Wednesday, 13 January 2010

DJ Food - The Shape Of Things That Hum (Ninja Tune)


The nature of DJ Food’s shapeshifting, awkward inception has always managed to fit perfectly with the music’s often disorienting whirl of breakbeat trickery, schizophrenic dynamics and soft, jazzy cadence, and his latest EP is no exception. The Shape Of Things That Hum is a particularly ethereal beast though, less drifting out to ensnare than creating a humid jungle of sound within which to get hopelessly lost. It seems a fairly appropriate analogy, as it’s often difficult to entirely keep track of the music’s trajectory, forcing a listener to switch off and become subsumed in ‘Extract From Stolen Moments’’ maze of vocal samples.

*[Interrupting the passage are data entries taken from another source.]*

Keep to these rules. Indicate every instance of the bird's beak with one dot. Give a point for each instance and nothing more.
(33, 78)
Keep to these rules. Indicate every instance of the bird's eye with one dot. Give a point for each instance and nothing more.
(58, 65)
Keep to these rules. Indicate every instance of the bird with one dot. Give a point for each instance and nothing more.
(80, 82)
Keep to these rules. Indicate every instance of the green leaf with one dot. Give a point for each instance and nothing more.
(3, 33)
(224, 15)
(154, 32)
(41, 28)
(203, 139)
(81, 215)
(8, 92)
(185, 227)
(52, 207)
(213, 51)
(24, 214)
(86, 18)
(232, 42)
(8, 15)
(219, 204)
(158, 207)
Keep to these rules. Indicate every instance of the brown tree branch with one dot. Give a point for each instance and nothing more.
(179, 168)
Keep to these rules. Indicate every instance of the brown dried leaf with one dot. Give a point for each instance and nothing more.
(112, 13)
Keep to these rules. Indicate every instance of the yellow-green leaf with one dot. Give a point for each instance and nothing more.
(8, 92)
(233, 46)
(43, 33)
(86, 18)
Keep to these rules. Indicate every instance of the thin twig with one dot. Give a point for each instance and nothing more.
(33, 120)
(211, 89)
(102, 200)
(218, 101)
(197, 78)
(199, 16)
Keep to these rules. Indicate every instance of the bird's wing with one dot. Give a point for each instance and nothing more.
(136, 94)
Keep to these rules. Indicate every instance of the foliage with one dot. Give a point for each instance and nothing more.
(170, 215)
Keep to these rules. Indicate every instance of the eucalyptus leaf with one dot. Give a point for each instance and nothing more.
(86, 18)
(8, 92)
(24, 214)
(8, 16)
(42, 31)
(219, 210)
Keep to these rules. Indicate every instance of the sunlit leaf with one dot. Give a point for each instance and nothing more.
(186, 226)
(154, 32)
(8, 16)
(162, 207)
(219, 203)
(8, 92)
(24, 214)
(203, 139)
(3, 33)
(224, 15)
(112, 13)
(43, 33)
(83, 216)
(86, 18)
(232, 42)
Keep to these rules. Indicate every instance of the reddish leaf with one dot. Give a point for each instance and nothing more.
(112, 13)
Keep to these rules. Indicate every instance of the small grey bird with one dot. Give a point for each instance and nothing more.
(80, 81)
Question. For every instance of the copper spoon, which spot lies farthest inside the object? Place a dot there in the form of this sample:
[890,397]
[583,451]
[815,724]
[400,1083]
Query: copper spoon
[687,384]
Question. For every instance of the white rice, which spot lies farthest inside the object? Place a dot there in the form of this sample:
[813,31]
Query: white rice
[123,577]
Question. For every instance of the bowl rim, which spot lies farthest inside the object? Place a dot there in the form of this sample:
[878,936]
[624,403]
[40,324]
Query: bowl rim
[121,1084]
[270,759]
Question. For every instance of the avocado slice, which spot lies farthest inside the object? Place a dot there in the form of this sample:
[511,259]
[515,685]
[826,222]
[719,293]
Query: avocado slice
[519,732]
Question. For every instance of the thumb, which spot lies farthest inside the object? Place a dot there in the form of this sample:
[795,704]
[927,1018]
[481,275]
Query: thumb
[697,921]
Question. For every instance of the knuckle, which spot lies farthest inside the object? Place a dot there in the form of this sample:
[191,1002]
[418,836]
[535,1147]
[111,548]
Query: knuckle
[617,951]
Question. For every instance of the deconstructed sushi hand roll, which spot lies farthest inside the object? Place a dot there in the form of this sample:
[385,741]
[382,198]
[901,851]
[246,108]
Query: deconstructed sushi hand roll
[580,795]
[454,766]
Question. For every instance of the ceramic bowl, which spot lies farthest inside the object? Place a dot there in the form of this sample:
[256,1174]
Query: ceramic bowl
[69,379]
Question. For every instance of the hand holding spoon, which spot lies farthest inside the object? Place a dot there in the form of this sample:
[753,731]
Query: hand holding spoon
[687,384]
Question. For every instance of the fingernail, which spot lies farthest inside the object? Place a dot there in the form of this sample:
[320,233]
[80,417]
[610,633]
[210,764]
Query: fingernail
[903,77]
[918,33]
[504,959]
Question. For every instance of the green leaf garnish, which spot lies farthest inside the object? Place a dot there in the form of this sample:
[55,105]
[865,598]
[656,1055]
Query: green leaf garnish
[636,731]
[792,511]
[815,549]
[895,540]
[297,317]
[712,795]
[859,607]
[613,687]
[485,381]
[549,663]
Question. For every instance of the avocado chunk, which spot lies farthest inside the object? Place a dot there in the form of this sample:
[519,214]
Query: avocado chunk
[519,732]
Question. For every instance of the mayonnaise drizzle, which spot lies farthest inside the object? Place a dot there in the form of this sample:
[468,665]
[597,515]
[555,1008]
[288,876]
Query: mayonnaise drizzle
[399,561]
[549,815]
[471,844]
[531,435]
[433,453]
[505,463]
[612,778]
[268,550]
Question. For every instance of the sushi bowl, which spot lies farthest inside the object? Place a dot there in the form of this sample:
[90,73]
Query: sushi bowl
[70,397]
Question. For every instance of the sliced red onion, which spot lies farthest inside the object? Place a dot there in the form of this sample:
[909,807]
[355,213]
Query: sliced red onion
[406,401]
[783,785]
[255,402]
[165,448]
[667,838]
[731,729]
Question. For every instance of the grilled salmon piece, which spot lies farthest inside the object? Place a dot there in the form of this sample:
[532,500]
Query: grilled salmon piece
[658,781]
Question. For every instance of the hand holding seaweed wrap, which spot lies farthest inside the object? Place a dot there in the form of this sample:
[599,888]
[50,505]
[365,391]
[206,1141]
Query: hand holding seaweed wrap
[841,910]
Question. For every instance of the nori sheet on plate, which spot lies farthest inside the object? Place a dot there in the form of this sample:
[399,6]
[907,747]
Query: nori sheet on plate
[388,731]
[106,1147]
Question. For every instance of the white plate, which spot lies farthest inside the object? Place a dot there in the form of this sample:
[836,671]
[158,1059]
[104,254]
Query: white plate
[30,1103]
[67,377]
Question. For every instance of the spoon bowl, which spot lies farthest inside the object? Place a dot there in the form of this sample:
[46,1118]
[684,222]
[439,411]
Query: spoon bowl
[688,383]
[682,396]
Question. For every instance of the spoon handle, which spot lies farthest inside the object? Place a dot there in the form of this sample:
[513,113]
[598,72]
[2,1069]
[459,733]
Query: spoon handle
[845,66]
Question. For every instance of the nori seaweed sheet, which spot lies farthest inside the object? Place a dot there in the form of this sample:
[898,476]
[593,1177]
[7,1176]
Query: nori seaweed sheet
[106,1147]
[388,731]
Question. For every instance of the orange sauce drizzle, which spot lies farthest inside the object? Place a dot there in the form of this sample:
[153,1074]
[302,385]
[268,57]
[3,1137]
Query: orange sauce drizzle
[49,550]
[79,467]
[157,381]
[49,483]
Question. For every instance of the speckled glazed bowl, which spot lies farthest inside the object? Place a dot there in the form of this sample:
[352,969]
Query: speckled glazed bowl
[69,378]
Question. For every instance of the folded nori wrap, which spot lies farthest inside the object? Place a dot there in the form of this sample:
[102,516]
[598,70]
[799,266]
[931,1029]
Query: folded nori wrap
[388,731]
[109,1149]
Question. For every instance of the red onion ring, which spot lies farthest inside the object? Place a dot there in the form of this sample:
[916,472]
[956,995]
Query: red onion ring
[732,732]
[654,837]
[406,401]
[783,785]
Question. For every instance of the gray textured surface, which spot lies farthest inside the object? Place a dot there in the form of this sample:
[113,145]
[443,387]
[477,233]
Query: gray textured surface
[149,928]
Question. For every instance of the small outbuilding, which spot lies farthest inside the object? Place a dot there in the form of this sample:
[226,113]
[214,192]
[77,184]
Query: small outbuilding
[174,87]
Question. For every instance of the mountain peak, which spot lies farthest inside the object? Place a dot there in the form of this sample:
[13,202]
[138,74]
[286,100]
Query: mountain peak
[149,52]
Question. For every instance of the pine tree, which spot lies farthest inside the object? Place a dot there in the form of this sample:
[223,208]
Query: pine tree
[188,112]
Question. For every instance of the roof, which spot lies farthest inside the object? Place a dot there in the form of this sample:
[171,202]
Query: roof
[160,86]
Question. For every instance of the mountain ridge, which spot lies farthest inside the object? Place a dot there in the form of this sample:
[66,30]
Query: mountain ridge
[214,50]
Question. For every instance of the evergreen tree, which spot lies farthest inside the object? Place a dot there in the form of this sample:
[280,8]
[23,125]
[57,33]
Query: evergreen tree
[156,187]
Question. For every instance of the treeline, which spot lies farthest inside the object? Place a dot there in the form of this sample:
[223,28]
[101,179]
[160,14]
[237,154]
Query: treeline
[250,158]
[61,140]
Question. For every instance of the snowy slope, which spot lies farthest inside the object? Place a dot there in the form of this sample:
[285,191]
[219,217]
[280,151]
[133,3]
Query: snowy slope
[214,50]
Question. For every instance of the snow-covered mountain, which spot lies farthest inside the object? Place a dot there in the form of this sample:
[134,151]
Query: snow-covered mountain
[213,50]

‘Sentinel (Shadow Guard)’ opens with an ominous rattle of plucked strings and fragile electronic shards, before exploding to life in a full spectrum of elastic bass, death-rattle percussion and industrial churning. If all this sounds off-puttingly foreboding, it is – mixed by Ninja Tune’s master of the macabre King Cannibal, its effect is a like riding a pan-African ghost train, blending voodoo ritualism with a restlessly propulsive rhythm section to dizzying effect. An entirely unexpected but very welcome cover of The The’s ‘Giant’ traces similar lines, resurrecting the spectre of Fela Kuti’s drawn-out jams and making explicit the latent African influences in Matt Johnson’s seminal Soul Mining album.

The only real respite from introspection comes with the muted brass blasts and swing-beat of ‘To Brother John With L.O.V.E’. There’s still a little In A Silent Way in here, to be sure, but the track’s short, sketch-like runtime and jittery voices are too upbeat and engaging to be a total head-trip. Which is a pretty good description of this EP as a whole really, its entirety landing somewhere within that odd region where brain ends and body begins. An exercise in mind motion, perhaps.